Frauen ejakulieren. Texte, Quellen und Belege dazu gibt es seit Jahrhunderten. In den medizinischen Lehrbüchern und unserem allgemeinen Verständnis von Körper und Sexualität der Frau sei das aber noch immer nicht verankert, sagt die Kulturwissenschaftlerin Stephanie Haerdle und klärt auf.
In den 90er Jahren sah die Kulturwissenschaftlerin Stephanie Haerdle einen Dokumentarfilm im Kino, erzählt sie: "How to female ejaculate". Sie war platt. Wieso wusste sie nichts darüber? Sie fing an zu lesen: historische Texte, medizinische Schriften, Studien.
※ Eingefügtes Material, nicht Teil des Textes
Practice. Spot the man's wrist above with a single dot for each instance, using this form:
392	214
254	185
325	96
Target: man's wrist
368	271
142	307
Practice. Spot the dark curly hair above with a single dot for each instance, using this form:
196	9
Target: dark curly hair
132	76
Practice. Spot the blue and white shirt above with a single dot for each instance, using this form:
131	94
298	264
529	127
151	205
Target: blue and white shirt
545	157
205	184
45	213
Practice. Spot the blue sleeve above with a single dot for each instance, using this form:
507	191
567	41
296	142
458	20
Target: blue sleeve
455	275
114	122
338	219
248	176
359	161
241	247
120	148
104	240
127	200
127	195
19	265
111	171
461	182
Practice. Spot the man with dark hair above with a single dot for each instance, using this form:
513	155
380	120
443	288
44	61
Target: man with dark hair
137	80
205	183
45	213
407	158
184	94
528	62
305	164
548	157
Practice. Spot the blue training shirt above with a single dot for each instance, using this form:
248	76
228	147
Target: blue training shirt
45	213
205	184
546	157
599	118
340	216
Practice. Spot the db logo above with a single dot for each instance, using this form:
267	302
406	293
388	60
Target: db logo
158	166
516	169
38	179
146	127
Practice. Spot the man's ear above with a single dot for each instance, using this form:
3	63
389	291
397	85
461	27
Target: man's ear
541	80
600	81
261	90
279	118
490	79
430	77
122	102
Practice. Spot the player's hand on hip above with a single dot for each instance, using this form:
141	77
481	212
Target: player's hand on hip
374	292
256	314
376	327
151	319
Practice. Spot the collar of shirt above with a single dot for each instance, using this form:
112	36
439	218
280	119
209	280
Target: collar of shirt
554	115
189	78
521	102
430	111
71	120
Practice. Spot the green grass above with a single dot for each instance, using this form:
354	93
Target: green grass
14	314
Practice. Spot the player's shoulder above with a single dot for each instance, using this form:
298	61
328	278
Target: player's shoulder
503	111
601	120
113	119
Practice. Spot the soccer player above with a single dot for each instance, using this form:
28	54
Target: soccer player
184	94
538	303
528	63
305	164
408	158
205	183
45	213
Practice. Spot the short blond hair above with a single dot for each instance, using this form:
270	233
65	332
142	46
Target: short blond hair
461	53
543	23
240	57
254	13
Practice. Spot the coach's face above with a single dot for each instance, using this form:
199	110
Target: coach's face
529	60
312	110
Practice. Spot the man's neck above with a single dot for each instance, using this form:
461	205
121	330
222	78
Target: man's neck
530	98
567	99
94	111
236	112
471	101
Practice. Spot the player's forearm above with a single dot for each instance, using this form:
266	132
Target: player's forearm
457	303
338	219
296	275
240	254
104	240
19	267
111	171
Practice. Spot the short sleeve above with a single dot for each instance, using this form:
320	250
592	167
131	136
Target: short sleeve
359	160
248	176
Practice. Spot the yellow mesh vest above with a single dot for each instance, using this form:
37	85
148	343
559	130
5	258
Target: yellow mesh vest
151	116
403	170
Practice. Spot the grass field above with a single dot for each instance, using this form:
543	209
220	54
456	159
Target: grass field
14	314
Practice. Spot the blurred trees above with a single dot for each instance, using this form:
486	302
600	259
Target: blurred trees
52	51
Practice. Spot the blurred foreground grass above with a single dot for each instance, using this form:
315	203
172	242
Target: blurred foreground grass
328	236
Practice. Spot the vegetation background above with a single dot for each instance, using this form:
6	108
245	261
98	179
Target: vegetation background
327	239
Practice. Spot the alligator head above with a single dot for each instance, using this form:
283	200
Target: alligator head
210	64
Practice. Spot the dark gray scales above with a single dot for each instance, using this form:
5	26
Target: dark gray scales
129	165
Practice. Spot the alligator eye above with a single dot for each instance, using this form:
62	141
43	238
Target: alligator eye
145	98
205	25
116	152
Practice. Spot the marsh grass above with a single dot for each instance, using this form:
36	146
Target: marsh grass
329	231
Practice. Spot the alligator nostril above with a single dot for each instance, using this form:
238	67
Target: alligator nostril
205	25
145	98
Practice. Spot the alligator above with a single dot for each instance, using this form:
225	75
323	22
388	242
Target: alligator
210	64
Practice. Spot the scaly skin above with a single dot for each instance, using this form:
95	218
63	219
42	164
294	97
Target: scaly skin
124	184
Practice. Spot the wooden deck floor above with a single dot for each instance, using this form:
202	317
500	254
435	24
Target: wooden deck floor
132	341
"Jahrtausendelang war die Ejakulation für die Frau wie für den Mann selbstverständlicher Teil sexuellen Erlebens."
Sie stellte fest: Einerseits ist das Wissen um die weibliche Prostata und die weibliche Ejakulation uralt. Andererseits ist es so gut wie verschwunden – selbst unter Fachleuten in Gynäkologie und Urologie.
Früher war Wissen über weibliche Ejakulation weiter verbreitet
In über 2000 Jahre alten Texten aus China aber verströmen Frauen "Brunnensaft, Pfirsichsaft oder Mondblumenwasser". In diesem Sexualwissen ist es gut und erstrebenswert, wenn eine Frau häufig Sex hat und häufig ejakuliert, berichtet Stephanie Haerdle in ihrem Vortrag.
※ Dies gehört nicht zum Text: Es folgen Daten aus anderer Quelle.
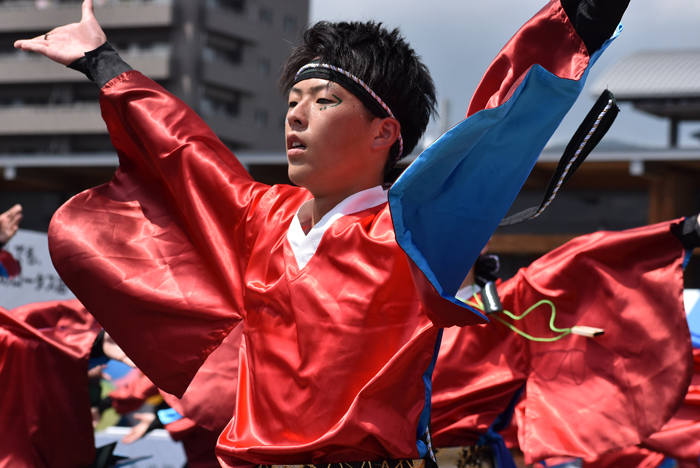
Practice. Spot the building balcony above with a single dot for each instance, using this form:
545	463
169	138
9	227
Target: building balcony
229	76
83	118
231	24
24	67
43	16
236	130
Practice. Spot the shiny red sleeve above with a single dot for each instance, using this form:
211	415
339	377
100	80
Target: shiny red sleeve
680	436
549	40
587	396
44	398
210	400
158	253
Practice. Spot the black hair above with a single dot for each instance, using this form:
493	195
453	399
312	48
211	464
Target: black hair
379	57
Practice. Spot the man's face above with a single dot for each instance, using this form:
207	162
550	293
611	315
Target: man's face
329	134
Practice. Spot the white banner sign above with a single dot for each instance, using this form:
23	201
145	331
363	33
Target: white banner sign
38	281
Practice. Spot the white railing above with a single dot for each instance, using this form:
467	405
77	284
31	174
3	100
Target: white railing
54	5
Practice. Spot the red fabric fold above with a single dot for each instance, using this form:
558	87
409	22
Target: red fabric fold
549	30
584	396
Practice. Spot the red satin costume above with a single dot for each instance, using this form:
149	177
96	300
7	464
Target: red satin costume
182	245
679	438
44	399
583	396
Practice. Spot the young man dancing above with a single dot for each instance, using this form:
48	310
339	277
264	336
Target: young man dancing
342	288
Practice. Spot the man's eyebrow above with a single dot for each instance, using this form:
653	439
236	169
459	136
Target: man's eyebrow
314	89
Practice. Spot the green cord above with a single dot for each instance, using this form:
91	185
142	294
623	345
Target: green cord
563	331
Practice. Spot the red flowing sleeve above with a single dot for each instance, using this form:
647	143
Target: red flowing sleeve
44	397
549	40
210	400
158	253
588	396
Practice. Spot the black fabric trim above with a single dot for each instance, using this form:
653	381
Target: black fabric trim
101	65
595	21
348	83
105	404
574	144
688	232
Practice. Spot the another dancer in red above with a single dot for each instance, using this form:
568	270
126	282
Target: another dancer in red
583	396
44	397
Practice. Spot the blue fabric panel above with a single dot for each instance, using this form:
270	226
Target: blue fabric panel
693	317
168	416
449	201
425	415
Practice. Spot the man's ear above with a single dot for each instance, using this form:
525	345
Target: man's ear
386	133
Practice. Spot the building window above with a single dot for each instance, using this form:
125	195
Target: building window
290	23
221	102
266	15
261	118
222	49
264	67
236	6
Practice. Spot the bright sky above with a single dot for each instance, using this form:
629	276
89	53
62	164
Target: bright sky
458	39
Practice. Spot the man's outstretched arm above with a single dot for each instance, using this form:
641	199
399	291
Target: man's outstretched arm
157	254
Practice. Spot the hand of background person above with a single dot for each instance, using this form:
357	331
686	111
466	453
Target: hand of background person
113	351
140	429
68	43
9	223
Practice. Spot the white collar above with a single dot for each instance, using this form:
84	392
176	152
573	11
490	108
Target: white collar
305	245
467	292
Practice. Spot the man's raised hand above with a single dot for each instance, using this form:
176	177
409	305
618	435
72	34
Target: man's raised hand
68	43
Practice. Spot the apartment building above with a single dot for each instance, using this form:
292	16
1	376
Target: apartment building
222	57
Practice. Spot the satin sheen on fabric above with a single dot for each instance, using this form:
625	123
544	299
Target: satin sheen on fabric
584	396
44	399
182	245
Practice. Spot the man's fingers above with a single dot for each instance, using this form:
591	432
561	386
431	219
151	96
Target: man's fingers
88	11
32	45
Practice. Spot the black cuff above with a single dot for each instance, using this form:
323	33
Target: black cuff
156	424
101	65
595	21
105	404
688	232
97	350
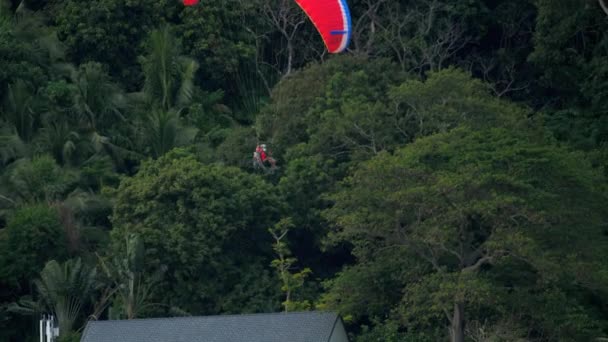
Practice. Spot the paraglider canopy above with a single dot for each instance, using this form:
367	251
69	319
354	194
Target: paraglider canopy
332	20
330	17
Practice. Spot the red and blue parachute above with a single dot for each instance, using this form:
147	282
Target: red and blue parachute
330	17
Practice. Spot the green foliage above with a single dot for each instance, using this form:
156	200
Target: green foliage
200	222
416	182
291	282
107	31
125	271
33	235
65	289
501	195
39	179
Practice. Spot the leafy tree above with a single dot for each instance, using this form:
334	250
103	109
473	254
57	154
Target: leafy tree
126	273
291	282
308	104
205	223
106	31
33	235
466	202
66	289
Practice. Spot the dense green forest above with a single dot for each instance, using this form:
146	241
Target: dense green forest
443	179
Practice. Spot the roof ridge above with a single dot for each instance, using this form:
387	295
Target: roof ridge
283	313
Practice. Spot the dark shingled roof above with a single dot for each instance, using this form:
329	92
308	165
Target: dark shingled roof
277	327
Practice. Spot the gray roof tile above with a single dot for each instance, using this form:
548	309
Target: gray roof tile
277	327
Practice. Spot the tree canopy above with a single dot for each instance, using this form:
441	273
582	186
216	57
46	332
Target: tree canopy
443	178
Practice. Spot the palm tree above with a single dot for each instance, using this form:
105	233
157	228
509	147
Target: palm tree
65	289
165	130
126	272
21	109
96	99
168	89
169	76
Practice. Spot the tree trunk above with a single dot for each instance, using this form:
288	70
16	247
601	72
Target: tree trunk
290	52
457	327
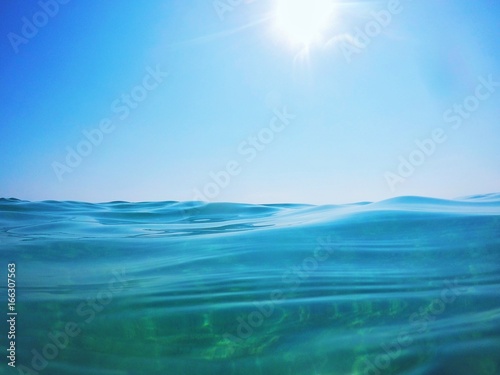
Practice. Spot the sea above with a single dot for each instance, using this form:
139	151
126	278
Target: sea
408	285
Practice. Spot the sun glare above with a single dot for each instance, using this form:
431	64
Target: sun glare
303	21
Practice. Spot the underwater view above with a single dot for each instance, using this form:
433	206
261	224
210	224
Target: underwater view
409	285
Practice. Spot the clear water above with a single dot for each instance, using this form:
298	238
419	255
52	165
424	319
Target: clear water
404	286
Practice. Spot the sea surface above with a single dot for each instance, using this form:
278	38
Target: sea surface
409	285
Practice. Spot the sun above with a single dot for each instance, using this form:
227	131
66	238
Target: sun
303	21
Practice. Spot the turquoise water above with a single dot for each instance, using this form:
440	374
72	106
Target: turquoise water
409	285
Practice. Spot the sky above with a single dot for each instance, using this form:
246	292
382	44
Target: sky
264	101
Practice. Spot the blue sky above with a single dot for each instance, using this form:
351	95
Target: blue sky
201	99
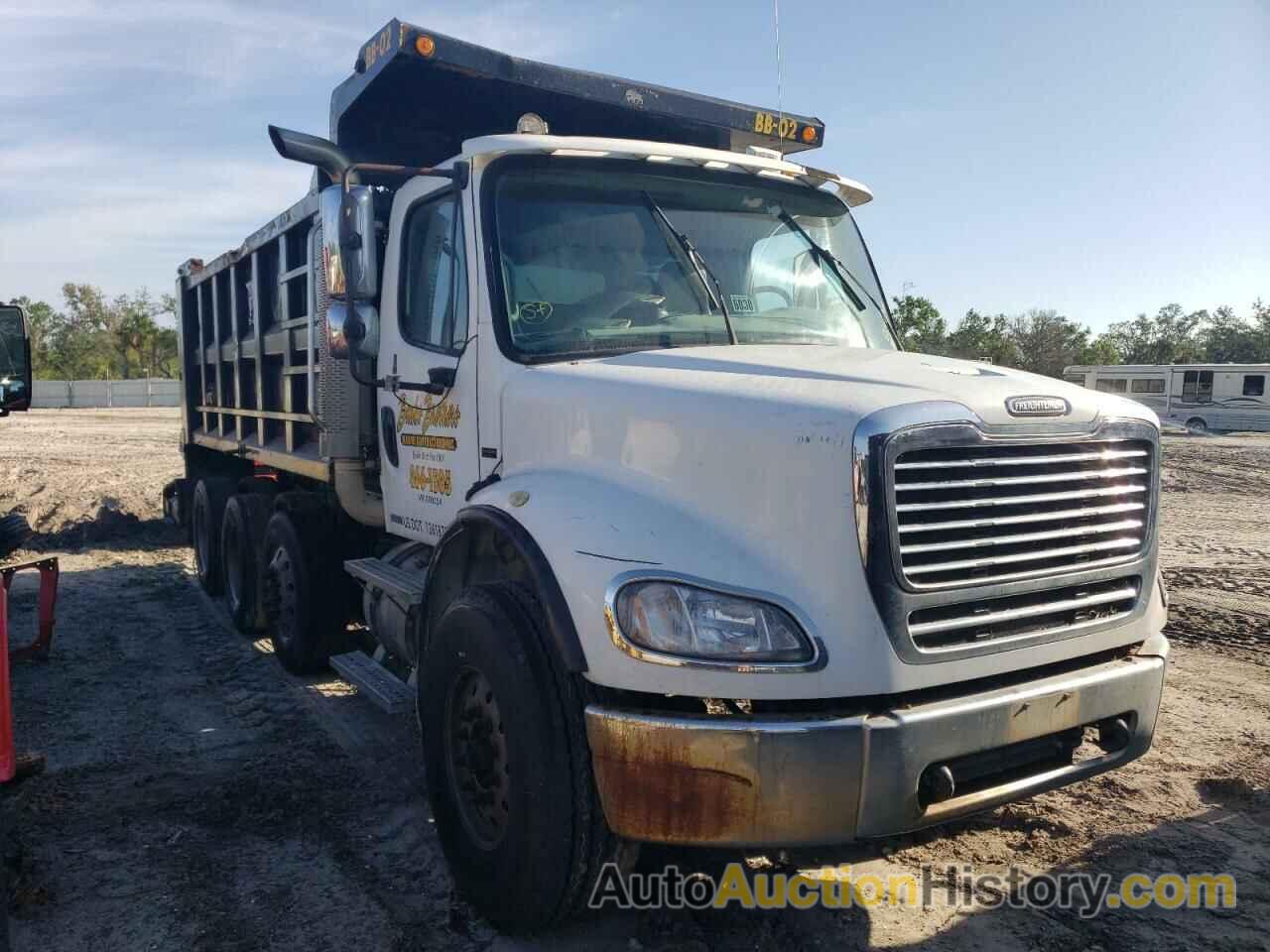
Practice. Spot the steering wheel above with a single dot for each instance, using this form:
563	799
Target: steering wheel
619	301
769	289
"Es wurde bereits vor 20 Jahren beschlossen, den Begriff 'female prostate' im medizinischen Kontext international verbindlich zu verwenden. Trotzdem: Wer heute in medizinischen Standardwerken und Lehrbüchern nach Informationen über die weibliche Prostata sucht, wird enttäuscht."
Bis ins 18. Jahrhundert hinein habe es auch in Europa ein Wissen um die weibliche Ejakulation gegeben, die im Zusammenhang mit der Zeugung gedacht wurde, analog zum Samenerguß des Mannes. Dann aber werde der weibliche Körper zunehmend als grundverschieden zu dem des Mannes gedacht. Da weibliche Ejakulation nicht zwingend notwendig für die Reproduktion sei, wurde sie als überflüssig betrachtet, so die Kulturwissenschaftlerin.
"Bis heute sind sich Ärzt*innen und Wissenschaftler*innen nicht einig, wie genau Ejakulieren funktioniert."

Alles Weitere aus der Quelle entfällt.